As cell phone use on playa has increased in recent years, the vast majority of cameras on playa have not been registered cameras and their owners may not necessarily understand or respect that all of Burning Man is a zone of privacy where consent is required before an image may be recorded. Guardians are sometimes all that stands between individuals who seek private moments in the Temple and Burners who either don’t understand or respect the culture and rules.  So, what do we do when we encounter a problematic photographer situation? Here’s how one experienced Guardian describes how he deals with an intruding photographer: start by asking nicely for them to stop taking pictures; become insistent if they continue; and take action if all else fails.
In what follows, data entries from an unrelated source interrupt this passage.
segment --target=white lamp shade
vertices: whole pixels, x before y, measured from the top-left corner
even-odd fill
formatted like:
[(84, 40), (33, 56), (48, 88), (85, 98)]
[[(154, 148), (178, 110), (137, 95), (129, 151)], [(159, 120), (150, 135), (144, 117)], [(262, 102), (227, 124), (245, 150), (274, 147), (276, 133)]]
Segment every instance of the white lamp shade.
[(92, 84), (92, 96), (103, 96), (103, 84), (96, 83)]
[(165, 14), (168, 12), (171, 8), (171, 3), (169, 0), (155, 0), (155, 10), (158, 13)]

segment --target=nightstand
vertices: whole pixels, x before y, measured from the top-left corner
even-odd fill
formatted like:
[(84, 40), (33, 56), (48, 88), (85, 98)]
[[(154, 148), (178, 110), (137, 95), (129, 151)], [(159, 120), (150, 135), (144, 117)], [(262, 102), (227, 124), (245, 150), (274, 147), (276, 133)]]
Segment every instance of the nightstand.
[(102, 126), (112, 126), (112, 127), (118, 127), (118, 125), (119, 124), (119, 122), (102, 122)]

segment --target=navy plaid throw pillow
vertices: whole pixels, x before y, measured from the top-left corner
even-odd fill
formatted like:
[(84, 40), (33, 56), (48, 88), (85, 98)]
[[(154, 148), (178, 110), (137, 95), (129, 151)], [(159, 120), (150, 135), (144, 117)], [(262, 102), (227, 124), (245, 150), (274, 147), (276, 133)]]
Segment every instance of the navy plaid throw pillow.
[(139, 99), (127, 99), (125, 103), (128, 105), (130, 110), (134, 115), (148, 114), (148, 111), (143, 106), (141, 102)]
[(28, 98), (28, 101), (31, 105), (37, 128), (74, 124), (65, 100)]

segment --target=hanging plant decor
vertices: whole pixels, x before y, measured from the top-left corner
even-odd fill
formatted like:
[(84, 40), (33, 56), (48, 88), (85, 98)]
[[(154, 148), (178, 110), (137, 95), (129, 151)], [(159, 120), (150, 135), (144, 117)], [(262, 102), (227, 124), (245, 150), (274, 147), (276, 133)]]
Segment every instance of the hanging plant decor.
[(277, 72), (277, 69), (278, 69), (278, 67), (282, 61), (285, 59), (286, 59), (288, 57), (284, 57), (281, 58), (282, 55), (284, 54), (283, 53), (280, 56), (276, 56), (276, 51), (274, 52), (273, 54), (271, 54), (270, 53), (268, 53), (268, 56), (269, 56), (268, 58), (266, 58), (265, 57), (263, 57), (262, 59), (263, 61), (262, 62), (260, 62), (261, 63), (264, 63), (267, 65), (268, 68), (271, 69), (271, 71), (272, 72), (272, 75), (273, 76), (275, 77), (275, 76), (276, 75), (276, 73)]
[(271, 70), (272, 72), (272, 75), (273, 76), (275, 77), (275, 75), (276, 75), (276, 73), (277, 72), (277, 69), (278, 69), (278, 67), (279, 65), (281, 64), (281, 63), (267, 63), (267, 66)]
In most cases, it takes no more than a gentle nudge to stop an invasion of privacy and return decorum to the Temple.  When it requires a bit more energy, we can still keep our cool and simply ask more firmly. If the situation escalates, Guardians are instructed to call for help from a more senior member of the team, preferably their Voice.  Sometimes, however, the situation warrants immediate action, and in those cases Guardians may elect to insert themselves between the camera’s lens and the person whose privacy is being violated. Always remain non-confrontational, using non-violent steps to block a photo with your body or your hand.  If things continue to escalate, then you must turn the situation over to a Voice. 

While the tips in this article are intended to alert you to the types of problems you might encounter during your shift, they are not inclusive. Your Voice and Support teams are there to help you maintain the integrity and safety of the Temple. Please do not hesitate to ask for their assistance if you’re ever uncertain about how to handle a situation during your shift.